Da lì andrà a vivere la durissima esperienza del lager femminile di Ravensbrűck, destinazione di decine di migliaia di donne deportate da tutta Europa, in prevalenza per motivi politici, coatte in condizioni disumane, dove subisce altre violenze e torture. In pochi si salveranno. Giuseppina, grazie alla forza della fede mantiene la tenacia e la speranza, riuscendo a sopportare le atrocità inflitte.
Incontra un’altra detenuta, una kapò slovena, che la protegge negli ultimi momenti convulsi del campo, tra le decimazioni naziste e l’arrivo dei liberatori russi. Sarà una delle poche donne a sopravvivere.
Nell’ottobre del 1945, dopo un lungo periodo passato in vari ospedali militari, Giuseppina riesce finalmente a ricongiungersi con la famiglia.
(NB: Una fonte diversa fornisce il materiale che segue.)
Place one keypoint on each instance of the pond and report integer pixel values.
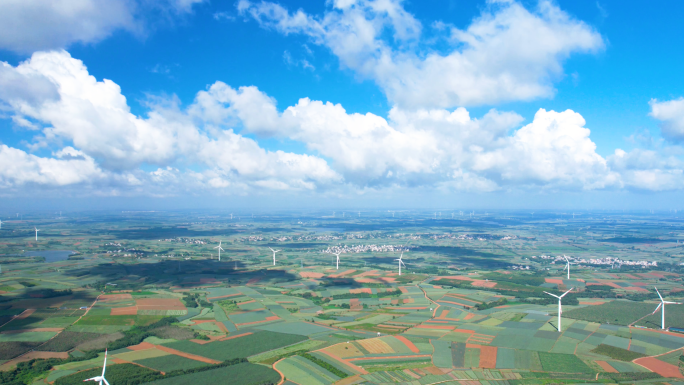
(52, 255)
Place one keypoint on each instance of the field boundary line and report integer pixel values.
(55, 336)
(282, 375)
(587, 337)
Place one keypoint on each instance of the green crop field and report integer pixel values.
(616, 353)
(168, 363)
(564, 363)
(115, 374)
(614, 312)
(400, 329)
(239, 347)
(67, 340)
(241, 374)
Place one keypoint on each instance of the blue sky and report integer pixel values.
(453, 100)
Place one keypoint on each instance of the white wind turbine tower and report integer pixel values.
(274, 251)
(219, 249)
(567, 266)
(560, 309)
(662, 312)
(337, 266)
(400, 262)
(101, 378)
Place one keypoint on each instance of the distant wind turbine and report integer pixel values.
(337, 266)
(560, 309)
(567, 266)
(219, 249)
(662, 312)
(400, 262)
(101, 378)
(274, 251)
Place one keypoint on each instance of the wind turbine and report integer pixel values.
(567, 266)
(338, 261)
(400, 262)
(560, 309)
(219, 249)
(662, 312)
(101, 378)
(274, 251)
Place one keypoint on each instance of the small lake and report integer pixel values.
(52, 255)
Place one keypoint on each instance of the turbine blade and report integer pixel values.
(659, 305)
(661, 297)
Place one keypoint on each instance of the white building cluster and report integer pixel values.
(344, 249)
(612, 261)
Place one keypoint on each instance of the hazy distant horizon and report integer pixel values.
(345, 103)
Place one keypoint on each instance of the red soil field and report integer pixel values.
(128, 310)
(487, 356)
(159, 304)
(663, 368)
(408, 343)
(606, 366)
(311, 274)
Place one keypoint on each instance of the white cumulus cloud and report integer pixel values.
(509, 53)
(671, 115)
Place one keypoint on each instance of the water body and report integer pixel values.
(52, 255)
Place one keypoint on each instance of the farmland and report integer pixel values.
(469, 305)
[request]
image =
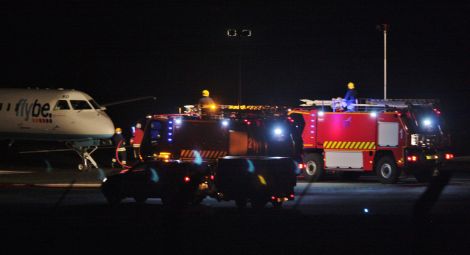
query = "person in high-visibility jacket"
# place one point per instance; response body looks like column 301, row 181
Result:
column 120, row 142
column 206, row 104
column 136, row 140
column 350, row 97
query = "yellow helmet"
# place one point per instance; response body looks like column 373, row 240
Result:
column 350, row 85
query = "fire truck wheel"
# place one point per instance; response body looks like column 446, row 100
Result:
column 313, row 167
column 387, row 170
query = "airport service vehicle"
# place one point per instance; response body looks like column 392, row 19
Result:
column 250, row 150
column 55, row 115
column 381, row 136
column 176, row 183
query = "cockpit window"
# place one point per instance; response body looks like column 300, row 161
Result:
column 94, row 104
column 80, row 105
column 62, row 105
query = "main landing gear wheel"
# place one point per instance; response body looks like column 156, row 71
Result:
column 83, row 167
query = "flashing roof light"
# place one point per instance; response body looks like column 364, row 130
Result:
column 449, row 156
column 278, row 131
column 412, row 158
column 225, row 123
column 427, row 122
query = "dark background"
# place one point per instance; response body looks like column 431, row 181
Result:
column 172, row 50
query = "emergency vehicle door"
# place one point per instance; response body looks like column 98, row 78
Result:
column 388, row 134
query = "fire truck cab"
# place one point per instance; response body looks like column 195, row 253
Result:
column 249, row 150
column 387, row 137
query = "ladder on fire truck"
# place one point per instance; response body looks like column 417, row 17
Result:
column 368, row 104
column 227, row 111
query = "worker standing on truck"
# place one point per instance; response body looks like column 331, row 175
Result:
column 120, row 143
column 206, row 104
column 350, row 97
column 136, row 140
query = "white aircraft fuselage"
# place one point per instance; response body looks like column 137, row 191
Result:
column 51, row 115
column 56, row 115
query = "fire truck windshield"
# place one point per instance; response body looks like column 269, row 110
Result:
column 423, row 120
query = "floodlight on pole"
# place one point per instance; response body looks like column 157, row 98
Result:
column 239, row 34
column 385, row 28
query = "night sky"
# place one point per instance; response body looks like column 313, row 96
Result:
column 172, row 50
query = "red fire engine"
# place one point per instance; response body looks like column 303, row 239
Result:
column 388, row 137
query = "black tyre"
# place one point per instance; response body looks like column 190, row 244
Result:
column 258, row 203
column 112, row 193
column 349, row 176
column 277, row 205
column 241, row 203
column 140, row 199
column 387, row 170
column 313, row 167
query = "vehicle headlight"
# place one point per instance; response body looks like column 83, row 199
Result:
column 427, row 123
column 278, row 132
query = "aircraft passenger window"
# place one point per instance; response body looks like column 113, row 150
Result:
column 94, row 104
column 80, row 105
column 62, row 105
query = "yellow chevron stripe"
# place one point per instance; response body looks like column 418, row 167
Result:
column 353, row 144
column 334, row 144
column 362, row 145
column 357, row 145
column 339, row 145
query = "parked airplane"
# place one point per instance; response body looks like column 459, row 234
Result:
column 60, row 115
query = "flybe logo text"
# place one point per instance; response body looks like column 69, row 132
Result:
column 27, row 109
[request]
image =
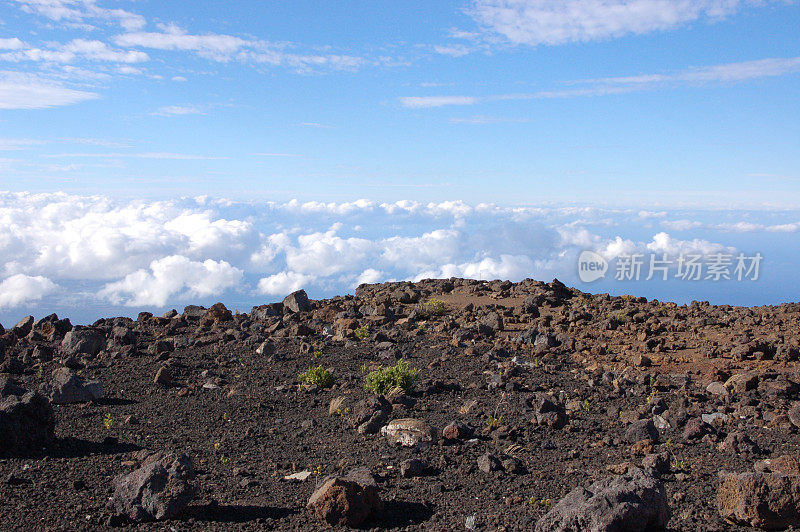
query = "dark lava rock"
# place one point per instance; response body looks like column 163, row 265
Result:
column 456, row 431
column 67, row 387
column 27, row 423
column 159, row 489
column 23, row 327
column 82, row 341
column 488, row 463
column 763, row 500
column 413, row 467
column 348, row 501
column 642, row 429
column 633, row 502
column 297, row 302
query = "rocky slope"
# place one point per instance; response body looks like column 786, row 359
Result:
column 519, row 406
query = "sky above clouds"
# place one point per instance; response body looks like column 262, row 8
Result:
column 157, row 153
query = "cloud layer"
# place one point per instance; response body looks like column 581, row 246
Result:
column 159, row 254
column 550, row 22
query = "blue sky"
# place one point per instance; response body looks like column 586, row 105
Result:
column 154, row 154
column 499, row 100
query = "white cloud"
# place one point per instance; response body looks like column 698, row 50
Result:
column 173, row 276
column 552, row 22
column 419, row 102
column 11, row 44
column 224, row 48
column 29, row 91
column 172, row 110
column 142, row 253
column 283, row 283
column 78, row 12
column 20, row 288
column 680, row 225
column 133, row 155
column 725, row 73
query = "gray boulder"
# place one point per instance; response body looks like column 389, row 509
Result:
column 67, row 387
column 23, row 327
column 633, row 502
column 82, row 341
column 27, row 422
column 297, row 302
column 160, row 489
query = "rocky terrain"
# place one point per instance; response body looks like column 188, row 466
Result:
column 439, row 405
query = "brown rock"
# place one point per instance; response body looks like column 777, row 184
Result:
column 346, row 501
column 762, row 500
column 163, row 376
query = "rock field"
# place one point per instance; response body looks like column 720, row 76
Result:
column 447, row 404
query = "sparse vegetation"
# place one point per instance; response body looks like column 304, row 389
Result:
column 318, row 376
column 386, row 379
column 362, row 332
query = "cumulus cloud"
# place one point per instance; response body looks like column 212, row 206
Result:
column 173, row 276
column 552, row 22
column 20, row 288
column 283, row 283
column 141, row 253
column 224, row 48
column 81, row 12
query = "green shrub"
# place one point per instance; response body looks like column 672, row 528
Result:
column 362, row 332
column 318, row 376
column 386, row 379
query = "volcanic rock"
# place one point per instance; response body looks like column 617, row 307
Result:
column 632, row 502
column 160, row 489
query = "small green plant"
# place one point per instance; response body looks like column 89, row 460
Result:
column 433, row 307
column 653, row 396
column 533, row 501
column 386, row 379
column 318, row 376
column 362, row 332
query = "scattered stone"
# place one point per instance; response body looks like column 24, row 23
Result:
column 642, row 429
column 786, row 464
column 160, row 489
column 297, row 302
column 27, row 424
column 412, row 467
column 632, row 502
column 489, row 463
column 763, row 500
column 23, row 327
column 300, row 476
column 347, row 501
column 67, row 387
column 163, row 376
column 410, row 433
column 456, row 430
column 87, row 341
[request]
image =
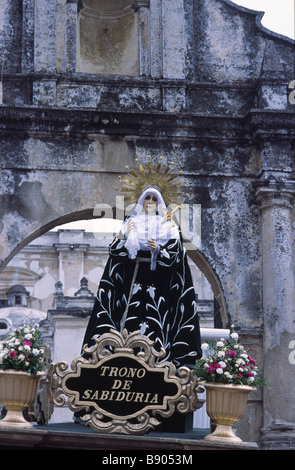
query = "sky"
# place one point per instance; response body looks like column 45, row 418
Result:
column 279, row 17
column 279, row 14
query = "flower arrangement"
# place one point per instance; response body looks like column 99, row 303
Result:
column 22, row 350
column 228, row 362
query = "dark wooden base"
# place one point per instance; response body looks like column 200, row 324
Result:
column 71, row 436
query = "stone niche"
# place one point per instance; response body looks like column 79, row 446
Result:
column 108, row 37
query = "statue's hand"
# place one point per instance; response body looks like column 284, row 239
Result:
column 152, row 244
column 130, row 226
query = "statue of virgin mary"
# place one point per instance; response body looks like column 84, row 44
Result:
column 147, row 284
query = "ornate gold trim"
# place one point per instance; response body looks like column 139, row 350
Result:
column 132, row 348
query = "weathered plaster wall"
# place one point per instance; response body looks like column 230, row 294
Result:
column 211, row 95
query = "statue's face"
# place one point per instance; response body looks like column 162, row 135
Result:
column 150, row 203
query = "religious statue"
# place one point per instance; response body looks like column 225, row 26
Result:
column 147, row 284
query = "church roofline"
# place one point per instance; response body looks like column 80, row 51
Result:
column 258, row 17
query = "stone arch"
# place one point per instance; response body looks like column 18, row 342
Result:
column 193, row 252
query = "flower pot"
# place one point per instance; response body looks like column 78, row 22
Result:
column 225, row 404
column 17, row 392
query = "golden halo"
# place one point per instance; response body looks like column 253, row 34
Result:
column 152, row 174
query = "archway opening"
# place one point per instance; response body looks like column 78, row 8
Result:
column 76, row 246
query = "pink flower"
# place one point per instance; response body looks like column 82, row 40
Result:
column 232, row 353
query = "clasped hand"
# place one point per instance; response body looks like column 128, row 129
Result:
column 152, row 244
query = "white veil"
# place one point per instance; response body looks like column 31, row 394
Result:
column 149, row 226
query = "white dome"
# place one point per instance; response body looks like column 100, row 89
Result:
column 17, row 316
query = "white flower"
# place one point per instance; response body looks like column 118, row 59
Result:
column 222, row 364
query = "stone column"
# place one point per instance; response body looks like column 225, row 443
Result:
column 44, row 89
column 278, row 308
column 144, row 37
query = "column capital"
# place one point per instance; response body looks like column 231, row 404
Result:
column 272, row 193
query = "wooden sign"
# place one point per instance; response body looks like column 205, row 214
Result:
column 123, row 386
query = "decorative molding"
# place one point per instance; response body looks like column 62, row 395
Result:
column 134, row 411
column 115, row 13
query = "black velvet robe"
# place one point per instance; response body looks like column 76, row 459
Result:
column 160, row 303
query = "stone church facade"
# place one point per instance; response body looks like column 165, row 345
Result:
column 88, row 86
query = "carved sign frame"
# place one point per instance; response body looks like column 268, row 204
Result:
column 130, row 386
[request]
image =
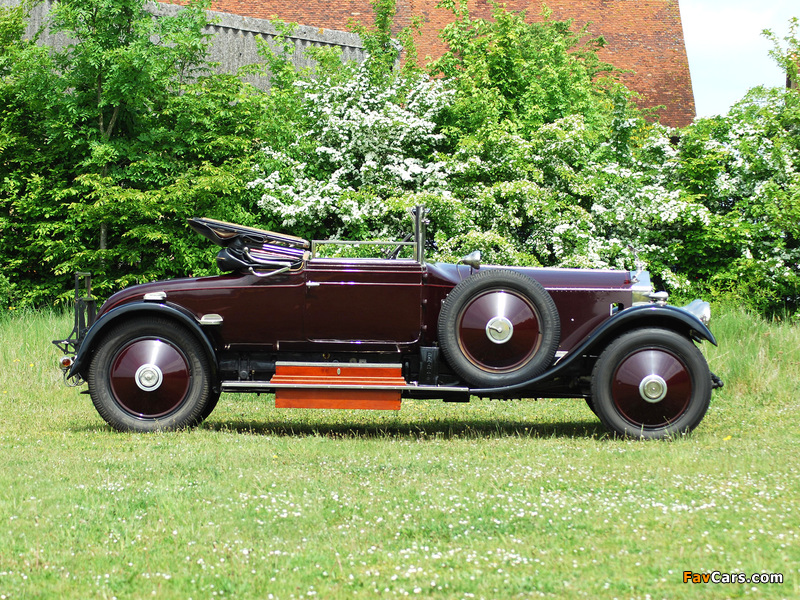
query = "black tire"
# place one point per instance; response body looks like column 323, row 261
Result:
column 499, row 327
column 151, row 375
column 651, row 383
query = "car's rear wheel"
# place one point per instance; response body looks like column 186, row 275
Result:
column 651, row 383
column 151, row 375
column 499, row 327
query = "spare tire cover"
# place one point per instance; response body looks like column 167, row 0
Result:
column 499, row 327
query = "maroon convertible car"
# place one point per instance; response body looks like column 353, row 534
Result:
column 366, row 332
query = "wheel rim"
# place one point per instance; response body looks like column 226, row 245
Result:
column 499, row 331
column 149, row 377
column 651, row 388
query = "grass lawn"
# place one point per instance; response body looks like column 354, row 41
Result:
column 483, row 500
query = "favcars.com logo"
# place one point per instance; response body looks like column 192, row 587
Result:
column 718, row 577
Racconterà di lei la figlia Rosaria. “Ancora ricordo il momento in cui rividi mia madre, dopo due anni, provata nel corpo e nello spirito, ma viva. Un’emozione fortissima mi assalì e non riuscii a parlare per parecchi minuti, tanta era la commozione nell’averla ritrovata”
Forse il bene che Giuseppina aveva donato agli altri le era tornato indietro, facendole salva la vita. Il suo pensiero ritornerà spesso a quel giardino di via Vela, in cui riteneva di aver trascorso i migliori anni della sua vita. Morirà a Como il 15 febbraio del 1976, all’età di 70 anni, per una emorragia cerebrale.
Giuseppina negli anni del dopoguerra non avrà riconoscimento alcuno, né ci si curerà di parlare della sua vicenda. Solo il 14 marzo del 2018, il Presidente della Repubblica Sergio Mattarella le conferirà, alla memoria, una Medaglia d’oro al Merito civile, per essere “ancora oggi splendido esempio di straordinario coraggio e di incrollabile fede nel valore della libertà”
Anche Caltanissetta, sua città natale, il 27 Gennaio del 2022, renderà omaggio alla sua memoria, rimasta per troppo tempo nell’oblio, apponendo una targa commemorativa sul muro della casa in cui era nata ed intitolandole la strada, precedentemente denominata via Piazza Armerina, in cui la palazzina è ubicata.